Metro Manila (CNN Philippines) — The Department of Energy (DOE) has promised there will be a "comfortable" supply of power for the national elections and for the rest of the summer.

The regulator has been meeting with power generators and distributors, as well as electric cooperatives, to assess their preparations ahead of the polls.

Industry players are required to schedule their maintenance activities either a week before or a week after the elections, Energy Sec. Zenaida Monsada said in a press conference on Monday (April 25).

In the days surrounding May 9, all plants must be able to operate – and at full capacity.

"We will have a comfortable power supply, especially in Luzon and the Visayas, throughout the summer and, of course, during the elections," Monsada said.

Read: Officials working on ensuring power supply on May 9

Mindanao still has a power shortage, she noted, but all supply will be diverted to voting centers on May 9. Residential areas will see rotating blackouts.

Across the country, emergency crews will be on standby to service power plants in case they trip on election day.

In Visayas and Mindanao, the interruptible load program (ILP) will also be implemented as a back-up plan.

Large power users will be instructed to use their own generators to ease the load on the grid in exchange for compensation.

"We already conducted a drill for ILP participants to make sure their generators work and they have enough fuel in case," Monsada said.

"We need to simulate the situation since generators will typically need two hours to get to full operations."

No emergency powers

The Energy chief assured the situation was under control and there was no need to grant the government emergency powers.

Emergency powers were proposed in Congress in 2012 after persistent blackouts hit Mindanao.

"If we saw a need for emergency powers, we would have said so earlier.
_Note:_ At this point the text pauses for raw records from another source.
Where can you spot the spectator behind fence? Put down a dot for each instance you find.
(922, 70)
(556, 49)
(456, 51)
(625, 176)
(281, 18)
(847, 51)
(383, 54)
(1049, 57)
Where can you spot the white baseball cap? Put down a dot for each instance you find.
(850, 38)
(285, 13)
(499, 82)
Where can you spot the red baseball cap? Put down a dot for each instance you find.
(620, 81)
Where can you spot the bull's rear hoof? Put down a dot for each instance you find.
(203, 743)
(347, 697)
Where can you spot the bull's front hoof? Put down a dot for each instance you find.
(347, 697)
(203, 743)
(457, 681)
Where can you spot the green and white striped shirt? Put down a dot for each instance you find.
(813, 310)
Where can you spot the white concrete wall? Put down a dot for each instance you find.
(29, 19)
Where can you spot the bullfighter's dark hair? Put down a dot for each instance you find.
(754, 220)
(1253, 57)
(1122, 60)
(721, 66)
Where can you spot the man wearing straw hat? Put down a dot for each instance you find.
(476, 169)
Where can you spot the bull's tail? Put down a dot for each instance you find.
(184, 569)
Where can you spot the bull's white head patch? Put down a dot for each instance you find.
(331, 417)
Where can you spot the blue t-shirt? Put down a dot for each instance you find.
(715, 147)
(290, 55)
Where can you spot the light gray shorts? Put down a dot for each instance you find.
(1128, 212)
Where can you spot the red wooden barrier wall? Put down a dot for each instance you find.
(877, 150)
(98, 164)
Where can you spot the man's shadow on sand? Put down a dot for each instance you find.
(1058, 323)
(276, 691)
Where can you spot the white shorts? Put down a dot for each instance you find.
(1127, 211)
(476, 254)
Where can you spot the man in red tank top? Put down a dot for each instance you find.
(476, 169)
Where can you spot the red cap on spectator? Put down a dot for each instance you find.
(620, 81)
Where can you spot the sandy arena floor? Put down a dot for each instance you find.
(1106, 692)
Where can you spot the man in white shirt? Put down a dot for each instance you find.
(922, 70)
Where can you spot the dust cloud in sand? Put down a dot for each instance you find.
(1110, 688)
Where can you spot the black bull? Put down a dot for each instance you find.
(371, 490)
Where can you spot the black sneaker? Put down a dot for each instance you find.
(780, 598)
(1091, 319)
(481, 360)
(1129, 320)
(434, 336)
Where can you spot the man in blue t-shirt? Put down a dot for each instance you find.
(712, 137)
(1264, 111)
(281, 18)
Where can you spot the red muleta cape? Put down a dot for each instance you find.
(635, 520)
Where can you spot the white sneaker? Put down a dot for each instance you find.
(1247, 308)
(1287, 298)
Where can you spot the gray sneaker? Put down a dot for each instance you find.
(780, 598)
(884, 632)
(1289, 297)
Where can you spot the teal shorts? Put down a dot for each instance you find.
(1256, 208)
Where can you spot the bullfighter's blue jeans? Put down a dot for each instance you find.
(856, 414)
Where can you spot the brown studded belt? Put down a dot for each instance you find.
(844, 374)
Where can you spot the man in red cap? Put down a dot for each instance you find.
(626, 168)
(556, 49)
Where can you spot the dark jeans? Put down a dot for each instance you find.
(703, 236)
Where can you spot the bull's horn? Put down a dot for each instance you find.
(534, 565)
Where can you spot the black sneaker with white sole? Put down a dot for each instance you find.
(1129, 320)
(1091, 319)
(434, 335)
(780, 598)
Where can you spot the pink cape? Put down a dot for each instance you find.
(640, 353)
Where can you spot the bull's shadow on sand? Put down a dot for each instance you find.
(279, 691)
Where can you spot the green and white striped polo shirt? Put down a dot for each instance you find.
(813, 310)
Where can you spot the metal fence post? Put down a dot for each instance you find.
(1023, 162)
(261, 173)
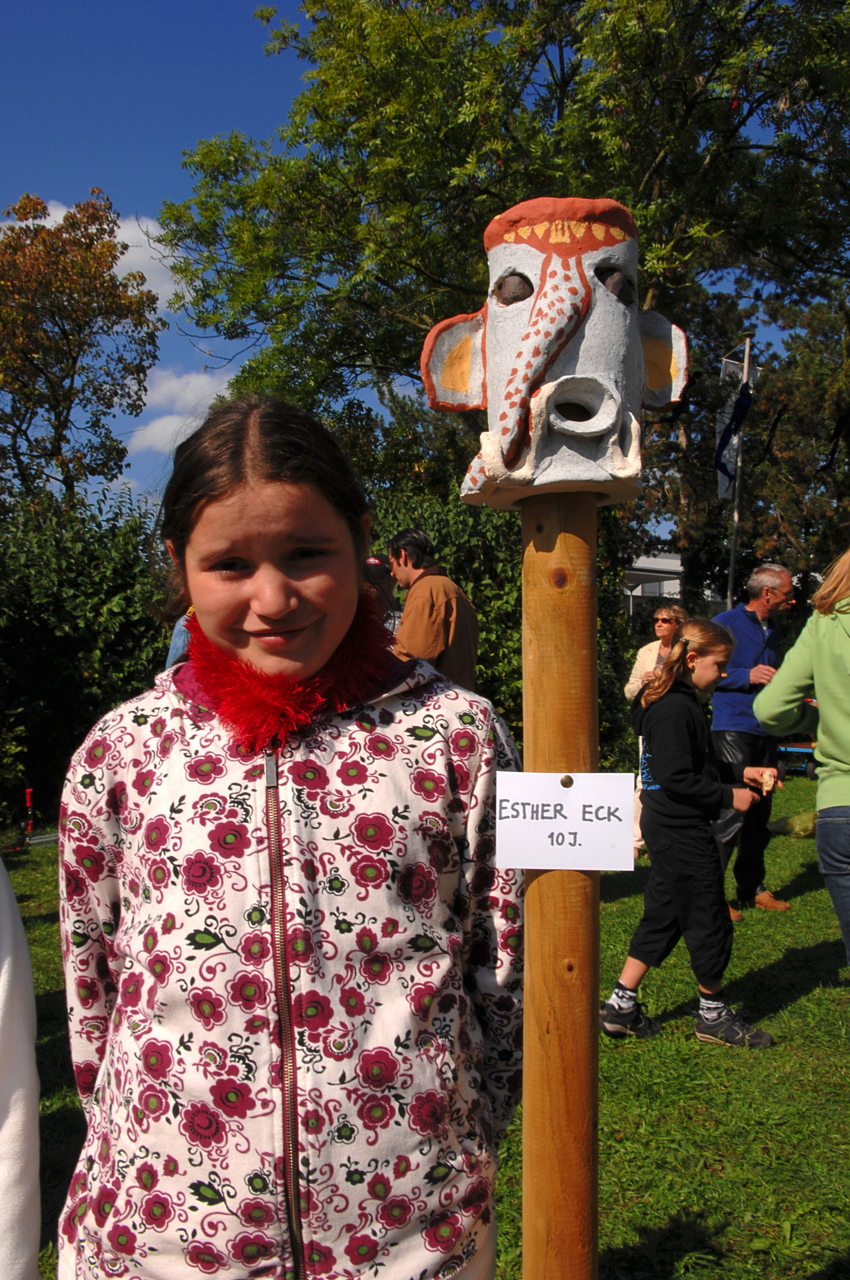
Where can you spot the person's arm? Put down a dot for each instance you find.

There are only two weeks left before the elections," Monsada said.

She said the department has learned its lesson from previous years. She also thanked industry players for working together to ensure adequate and uninterrupted power supply during this critical season.

As temperatures hit record highs and more users switched on their air-conditioning in previous weeks, the demand for power surged to never-before-seen levels. The national power grid hit red alert status as reserves ran low.

Read: Power supply in Luzon back to normal

But Monsada said there would be roughly 12,000 megawatts (MW) available in Luzon alone, with the 145-MW San Roque hydro power plant back online after May 2 and the 650-MW Malaya thermal power plant on standby.

This supply is well above the peak demand of 9,700 MW notched last week.

She said emergency powers are typically triggered when power reserves fall below 1,700 MW.